There's an even bigger question. Who makes the decision? Right now it's the individual therapist. Eventually the facility could take it out of our hands by decreasing staffing and/or increasing productivity demands. I have one tech. If that position is eliminated, I can't do as much with my impaired patients. In SNFs, the decision is made by who needs the minutes. Patients with minimal potential and great potential get the same duration of therapy if the minutes say so.
I think we've all reached the conclusion that cutting staff to save money means therapy will be asked to do even more with less. The unspoken expectation, at least in the places I've worked, is that therapy will fix everything. We're the ones who help them in the morning because night shift couldn't be bothered. We're the ones who take the patients to the bathroom.
Unfortunately this often translates into therapy being viewed as little more than a lifting service. Until last Friday, I chalked it up to nursing being busy and frequently lazy. Apparently with the ongoing changes in healthcare, therapy has been further demoted. How else can I explain what happened?
I was sitting at the nursing station. One of the nurses, known to be lazy, asked me for the number to our tech's phone. A patient who wasn't receiving any therapy or maintenance interventions wanted to get out of bed. A nice way to describe him would be belligerent. The patient is obese and a paraplegic but can easily be transferred with a Hoyer lift. Instead of giving the nurse the phone number, I told her the tech was unavailable because he was leaving early for the day and currently putting therapy patients back to bed.
I hadn't realized it at the time but the chief nursing officer was standing behind the nurse. Her response to that statement was to ask me if one of the therapists could get the patient out of bed for nursing. In that moment, I realized how little therapy is respected. I have an undergraduate degree, an advanced degree and two certificates of specialization from the APTA but am considered no more skilled than a CNA. The woman was shocked that I wouldn't help.
I am very proud of myself when I say I took the politically correct avenue and explained that everyone had a full caseload and didn't have time. There's so much more I could have said. I find it odd that as our census has increased, so have staffing levels in every department but therapy and yet nursing is too busy to help out.

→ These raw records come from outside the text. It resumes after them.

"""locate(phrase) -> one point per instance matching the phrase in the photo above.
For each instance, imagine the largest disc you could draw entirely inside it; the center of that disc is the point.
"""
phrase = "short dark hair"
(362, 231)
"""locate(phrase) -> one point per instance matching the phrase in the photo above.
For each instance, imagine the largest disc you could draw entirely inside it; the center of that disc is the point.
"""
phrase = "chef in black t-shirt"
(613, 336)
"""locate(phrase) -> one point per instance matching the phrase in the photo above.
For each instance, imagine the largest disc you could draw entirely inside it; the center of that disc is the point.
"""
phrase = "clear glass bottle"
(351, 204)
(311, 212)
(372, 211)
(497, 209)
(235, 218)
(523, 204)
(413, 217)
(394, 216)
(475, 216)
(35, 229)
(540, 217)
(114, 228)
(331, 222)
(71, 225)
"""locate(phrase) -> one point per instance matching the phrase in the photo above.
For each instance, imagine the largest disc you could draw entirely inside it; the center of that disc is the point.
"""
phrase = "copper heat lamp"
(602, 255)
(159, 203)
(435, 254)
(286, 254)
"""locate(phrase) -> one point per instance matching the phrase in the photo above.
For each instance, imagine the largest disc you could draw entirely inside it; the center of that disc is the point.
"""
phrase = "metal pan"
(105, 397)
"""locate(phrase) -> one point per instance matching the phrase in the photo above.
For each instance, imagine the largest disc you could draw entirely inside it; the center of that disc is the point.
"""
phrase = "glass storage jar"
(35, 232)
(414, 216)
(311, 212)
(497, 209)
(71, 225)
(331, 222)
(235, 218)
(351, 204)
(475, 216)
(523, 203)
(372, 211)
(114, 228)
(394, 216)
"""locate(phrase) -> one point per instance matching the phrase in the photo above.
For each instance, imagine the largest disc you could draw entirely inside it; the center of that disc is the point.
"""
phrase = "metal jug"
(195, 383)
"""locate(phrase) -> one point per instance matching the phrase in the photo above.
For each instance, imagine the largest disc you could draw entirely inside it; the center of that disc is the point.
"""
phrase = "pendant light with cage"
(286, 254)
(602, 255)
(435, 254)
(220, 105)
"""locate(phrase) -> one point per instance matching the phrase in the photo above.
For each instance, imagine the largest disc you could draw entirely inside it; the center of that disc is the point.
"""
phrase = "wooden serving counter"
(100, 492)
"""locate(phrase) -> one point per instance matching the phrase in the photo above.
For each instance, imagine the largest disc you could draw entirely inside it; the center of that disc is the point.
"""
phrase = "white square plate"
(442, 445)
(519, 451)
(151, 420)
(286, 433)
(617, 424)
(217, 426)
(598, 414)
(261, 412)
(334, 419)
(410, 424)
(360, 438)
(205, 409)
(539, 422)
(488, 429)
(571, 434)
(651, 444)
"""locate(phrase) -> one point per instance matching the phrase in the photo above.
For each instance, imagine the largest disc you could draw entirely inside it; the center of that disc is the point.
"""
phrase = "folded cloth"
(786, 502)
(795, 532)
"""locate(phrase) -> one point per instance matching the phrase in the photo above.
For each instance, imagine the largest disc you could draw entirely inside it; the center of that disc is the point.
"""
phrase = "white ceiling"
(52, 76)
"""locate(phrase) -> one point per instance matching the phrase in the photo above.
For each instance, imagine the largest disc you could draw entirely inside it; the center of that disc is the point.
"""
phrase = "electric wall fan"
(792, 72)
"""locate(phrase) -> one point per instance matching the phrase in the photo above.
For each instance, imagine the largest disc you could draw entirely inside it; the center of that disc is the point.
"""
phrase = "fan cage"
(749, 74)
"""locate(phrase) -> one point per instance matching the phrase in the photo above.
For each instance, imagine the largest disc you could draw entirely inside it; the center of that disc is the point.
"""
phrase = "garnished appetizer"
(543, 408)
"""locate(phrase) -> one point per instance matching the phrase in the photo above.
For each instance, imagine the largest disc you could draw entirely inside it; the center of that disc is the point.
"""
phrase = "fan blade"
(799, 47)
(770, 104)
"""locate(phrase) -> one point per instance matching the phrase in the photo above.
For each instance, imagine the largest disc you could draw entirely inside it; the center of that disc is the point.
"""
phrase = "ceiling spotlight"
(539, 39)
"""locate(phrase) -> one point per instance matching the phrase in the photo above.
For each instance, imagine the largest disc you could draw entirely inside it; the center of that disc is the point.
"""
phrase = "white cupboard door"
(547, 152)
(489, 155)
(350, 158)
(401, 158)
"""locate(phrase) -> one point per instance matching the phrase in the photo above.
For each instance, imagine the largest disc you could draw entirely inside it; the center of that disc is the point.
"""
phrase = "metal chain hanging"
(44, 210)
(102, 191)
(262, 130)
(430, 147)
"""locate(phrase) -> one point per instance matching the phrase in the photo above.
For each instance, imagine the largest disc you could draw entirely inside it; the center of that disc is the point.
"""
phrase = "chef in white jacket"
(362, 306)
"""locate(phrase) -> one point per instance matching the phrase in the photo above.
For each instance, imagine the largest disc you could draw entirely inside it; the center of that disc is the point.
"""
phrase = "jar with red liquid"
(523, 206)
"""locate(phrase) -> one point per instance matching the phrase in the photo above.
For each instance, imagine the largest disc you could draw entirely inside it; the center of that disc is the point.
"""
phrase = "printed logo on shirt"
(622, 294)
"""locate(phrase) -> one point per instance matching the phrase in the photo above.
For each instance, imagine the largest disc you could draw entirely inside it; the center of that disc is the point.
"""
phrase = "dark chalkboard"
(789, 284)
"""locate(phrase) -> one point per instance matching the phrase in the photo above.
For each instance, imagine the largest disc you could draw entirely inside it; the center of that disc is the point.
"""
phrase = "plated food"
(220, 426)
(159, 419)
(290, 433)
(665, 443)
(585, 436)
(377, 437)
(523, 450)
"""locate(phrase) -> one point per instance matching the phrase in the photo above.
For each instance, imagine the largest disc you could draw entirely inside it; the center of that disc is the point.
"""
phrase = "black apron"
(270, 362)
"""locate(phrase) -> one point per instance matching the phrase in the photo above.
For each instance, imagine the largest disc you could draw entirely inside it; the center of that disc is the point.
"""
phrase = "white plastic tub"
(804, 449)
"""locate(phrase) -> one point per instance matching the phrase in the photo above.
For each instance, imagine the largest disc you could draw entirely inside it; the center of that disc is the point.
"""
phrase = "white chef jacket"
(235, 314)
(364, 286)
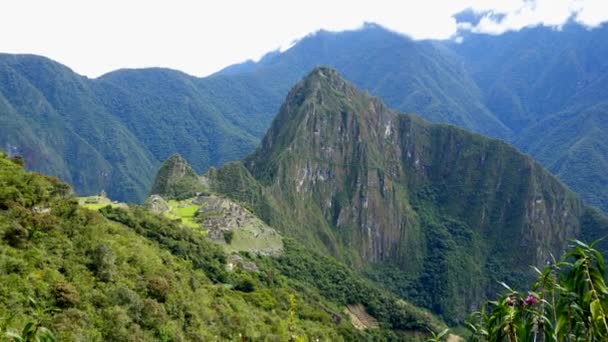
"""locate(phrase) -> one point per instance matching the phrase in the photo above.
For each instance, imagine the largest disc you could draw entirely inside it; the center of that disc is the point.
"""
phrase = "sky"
(200, 37)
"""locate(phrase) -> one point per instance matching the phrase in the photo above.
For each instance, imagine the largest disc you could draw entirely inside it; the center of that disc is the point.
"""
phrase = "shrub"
(228, 236)
(66, 295)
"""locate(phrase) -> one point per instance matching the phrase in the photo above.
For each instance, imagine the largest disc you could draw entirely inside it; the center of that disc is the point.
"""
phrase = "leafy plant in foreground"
(568, 302)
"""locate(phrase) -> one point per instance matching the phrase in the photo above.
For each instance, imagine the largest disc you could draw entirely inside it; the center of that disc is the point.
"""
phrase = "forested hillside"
(125, 274)
(435, 213)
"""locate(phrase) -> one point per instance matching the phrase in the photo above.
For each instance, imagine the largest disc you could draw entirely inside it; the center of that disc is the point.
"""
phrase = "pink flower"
(530, 300)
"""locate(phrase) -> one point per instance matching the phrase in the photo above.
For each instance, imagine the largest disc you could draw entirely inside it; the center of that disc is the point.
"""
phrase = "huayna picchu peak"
(176, 179)
(433, 212)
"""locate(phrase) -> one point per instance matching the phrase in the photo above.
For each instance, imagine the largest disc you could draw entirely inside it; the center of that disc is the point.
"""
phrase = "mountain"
(176, 179)
(434, 213)
(413, 76)
(124, 274)
(549, 87)
(502, 86)
(111, 133)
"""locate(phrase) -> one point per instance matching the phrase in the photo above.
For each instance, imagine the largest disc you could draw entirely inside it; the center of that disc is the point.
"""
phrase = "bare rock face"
(448, 210)
(176, 179)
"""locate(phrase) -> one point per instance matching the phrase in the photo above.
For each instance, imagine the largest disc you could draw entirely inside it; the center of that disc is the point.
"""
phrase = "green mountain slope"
(110, 133)
(579, 136)
(421, 77)
(437, 214)
(124, 274)
(549, 87)
(176, 179)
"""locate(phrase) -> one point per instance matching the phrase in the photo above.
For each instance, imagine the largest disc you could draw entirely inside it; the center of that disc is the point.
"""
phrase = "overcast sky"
(201, 37)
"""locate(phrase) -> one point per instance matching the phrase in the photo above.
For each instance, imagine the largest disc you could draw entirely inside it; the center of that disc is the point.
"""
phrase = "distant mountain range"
(540, 89)
(432, 212)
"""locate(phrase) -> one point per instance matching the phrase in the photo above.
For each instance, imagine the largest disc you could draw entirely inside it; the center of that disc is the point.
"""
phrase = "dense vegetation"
(569, 302)
(176, 179)
(432, 212)
(540, 89)
(123, 274)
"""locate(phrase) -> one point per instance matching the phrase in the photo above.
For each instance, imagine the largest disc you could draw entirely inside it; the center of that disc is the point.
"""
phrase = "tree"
(568, 302)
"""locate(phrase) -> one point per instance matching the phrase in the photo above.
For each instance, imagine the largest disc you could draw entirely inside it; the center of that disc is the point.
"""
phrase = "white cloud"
(515, 15)
(200, 37)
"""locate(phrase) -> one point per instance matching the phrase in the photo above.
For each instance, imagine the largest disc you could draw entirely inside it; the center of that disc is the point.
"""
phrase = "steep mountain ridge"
(176, 179)
(121, 273)
(112, 132)
(444, 208)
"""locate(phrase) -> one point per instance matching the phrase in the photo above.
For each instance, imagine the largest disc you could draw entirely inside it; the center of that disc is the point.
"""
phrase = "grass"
(95, 202)
(183, 210)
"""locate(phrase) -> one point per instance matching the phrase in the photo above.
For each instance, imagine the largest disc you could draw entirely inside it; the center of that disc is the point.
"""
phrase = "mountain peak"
(176, 179)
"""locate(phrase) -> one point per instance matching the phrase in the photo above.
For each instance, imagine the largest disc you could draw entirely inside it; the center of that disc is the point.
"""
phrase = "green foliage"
(569, 302)
(33, 331)
(336, 281)
(431, 212)
(126, 274)
(176, 180)
(228, 236)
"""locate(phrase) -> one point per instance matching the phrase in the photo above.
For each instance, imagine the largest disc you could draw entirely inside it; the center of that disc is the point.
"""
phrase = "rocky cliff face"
(445, 212)
(176, 179)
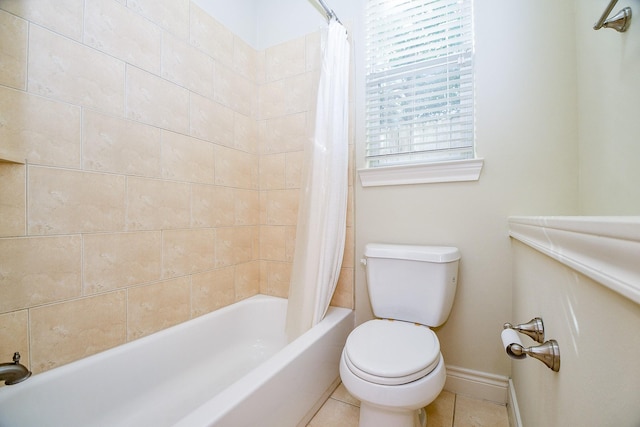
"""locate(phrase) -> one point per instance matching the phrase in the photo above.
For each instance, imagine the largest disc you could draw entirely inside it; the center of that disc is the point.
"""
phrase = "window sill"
(428, 173)
(602, 248)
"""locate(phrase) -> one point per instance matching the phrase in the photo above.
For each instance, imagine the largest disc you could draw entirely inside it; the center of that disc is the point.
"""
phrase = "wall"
(525, 131)
(596, 330)
(161, 174)
(609, 87)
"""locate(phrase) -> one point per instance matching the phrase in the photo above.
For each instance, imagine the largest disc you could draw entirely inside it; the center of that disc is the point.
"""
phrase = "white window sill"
(452, 171)
(603, 248)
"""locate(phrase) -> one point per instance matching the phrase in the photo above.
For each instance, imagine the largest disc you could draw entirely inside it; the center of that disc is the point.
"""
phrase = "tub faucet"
(13, 373)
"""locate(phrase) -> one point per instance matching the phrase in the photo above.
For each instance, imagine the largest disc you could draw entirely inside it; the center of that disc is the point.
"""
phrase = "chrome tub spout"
(13, 373)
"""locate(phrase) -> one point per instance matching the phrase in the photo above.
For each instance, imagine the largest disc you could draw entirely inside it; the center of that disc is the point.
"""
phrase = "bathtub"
(232, 367)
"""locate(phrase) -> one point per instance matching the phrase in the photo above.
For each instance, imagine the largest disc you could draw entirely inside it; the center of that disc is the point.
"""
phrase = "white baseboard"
(512, 407)
(479, 385)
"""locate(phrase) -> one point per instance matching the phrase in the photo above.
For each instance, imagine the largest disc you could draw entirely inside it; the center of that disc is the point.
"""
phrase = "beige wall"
(526, 132)
(162, 168)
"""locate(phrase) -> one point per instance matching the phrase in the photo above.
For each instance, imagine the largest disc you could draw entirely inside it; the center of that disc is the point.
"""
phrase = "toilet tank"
(412, 283)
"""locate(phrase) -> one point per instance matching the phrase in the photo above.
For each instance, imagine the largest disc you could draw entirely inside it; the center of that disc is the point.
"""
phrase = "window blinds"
(419, 84)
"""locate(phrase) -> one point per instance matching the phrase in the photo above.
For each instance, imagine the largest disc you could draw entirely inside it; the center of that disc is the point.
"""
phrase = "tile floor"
(448, 410)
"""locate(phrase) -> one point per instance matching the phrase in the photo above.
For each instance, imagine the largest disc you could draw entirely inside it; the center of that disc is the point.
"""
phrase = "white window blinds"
(419, 84)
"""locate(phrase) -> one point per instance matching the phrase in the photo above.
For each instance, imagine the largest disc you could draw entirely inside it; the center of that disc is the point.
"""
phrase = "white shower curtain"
(320, 233)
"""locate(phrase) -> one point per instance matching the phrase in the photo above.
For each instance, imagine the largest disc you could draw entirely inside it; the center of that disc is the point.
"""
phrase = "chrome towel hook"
(619, 22)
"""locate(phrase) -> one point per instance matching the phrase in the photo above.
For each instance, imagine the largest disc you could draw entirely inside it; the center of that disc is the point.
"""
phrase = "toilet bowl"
(395, 369)
(393, 364)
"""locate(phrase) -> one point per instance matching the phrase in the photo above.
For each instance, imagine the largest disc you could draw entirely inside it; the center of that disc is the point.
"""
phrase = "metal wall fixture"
(548, 352)
(619, 22)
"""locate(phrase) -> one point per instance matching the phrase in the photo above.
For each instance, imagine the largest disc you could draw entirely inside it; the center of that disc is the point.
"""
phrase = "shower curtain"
(320, 232)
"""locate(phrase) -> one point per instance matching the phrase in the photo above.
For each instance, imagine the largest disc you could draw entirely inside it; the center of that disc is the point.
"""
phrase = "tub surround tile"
(187, 159)
(38, 270)
(12, 200)
(172, 15)
(112, 261)
(155, 205)
(40, 130)
(156, 101)
(158, 306)
(65, 332)
(64, 201)
(211, 121)
(212, 206)
(247, 280)
(208, 35)
(212, 290)
(114, 29)
(116, 145)
(188, 251)
(187, 66)
(14, 336)
(13, 56)
(61, 16)
(69, 71)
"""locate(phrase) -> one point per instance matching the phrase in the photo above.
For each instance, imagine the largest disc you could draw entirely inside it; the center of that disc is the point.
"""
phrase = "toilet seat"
(391, 352)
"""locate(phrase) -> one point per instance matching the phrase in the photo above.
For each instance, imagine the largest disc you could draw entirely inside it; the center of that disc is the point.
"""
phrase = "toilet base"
(375, 416)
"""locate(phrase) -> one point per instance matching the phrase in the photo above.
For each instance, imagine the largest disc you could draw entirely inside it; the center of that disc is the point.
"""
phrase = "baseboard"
(479, 385)
(512, 407)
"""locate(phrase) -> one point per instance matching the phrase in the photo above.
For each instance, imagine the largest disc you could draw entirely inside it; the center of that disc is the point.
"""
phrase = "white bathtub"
(230, 368)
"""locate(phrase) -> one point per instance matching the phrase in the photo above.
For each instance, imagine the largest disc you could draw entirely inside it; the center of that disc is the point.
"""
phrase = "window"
(419, 83)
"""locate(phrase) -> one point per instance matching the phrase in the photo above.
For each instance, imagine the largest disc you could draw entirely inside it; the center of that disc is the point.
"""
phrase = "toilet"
(392, 364)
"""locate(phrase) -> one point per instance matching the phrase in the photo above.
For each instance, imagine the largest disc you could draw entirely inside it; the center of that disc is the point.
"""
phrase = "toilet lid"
(392, 352)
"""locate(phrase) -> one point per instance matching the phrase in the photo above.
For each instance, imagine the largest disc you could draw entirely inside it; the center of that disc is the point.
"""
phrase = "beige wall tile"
(245, 133)
(118, 31)
(172, 15)
(212, 206)
(245, 59)
(273, 243)
(40, 130)
(294, 169)
(234, 91)
(13, 50)
(284, 134)
(236, 168)
(188, 251)
(247, 207)
(65, 332)
(155, 101)
(155, 205)
(13, 212)
(278, 277)
(61, 16)
(282, 207)
(68, 71)
(272, 172)
(247, 280)
(234, 245)
(38, 270)
(186, 65)
(210, 36)
(211, 121)
(14, 336)
(187, 159)
(64, 201)
(112, 261)
(212, 290)
(285, 60)
(158, 306)
(111, 144)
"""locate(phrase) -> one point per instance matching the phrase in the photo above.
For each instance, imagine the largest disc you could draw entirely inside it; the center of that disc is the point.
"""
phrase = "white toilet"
(392, 364)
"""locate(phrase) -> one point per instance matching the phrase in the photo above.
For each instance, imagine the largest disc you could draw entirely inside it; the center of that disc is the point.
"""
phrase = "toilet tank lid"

When I left for the day, I noticed our manager was meeting with the facility administrator. No doubt word of my revolt moved quickly up the chain. I have no doubt the woman was apologizing that we couldn't help and trying to formulate a plan to resolve the situation. My guess is she's going to schedule a time for our only tech to be available to get the patient up and put him back to bed based on when the patient wants this done. We'll be told to make do in the meantime. Ironically that very morning she was expressing frustration that nursing was continuing to call him to get people out of bed.
In the end, it doesn't matter. We'll pull it together and get it done just like every other department does. There's one benefit to this. When I alerted the tech to the situation, we had a bonding moment.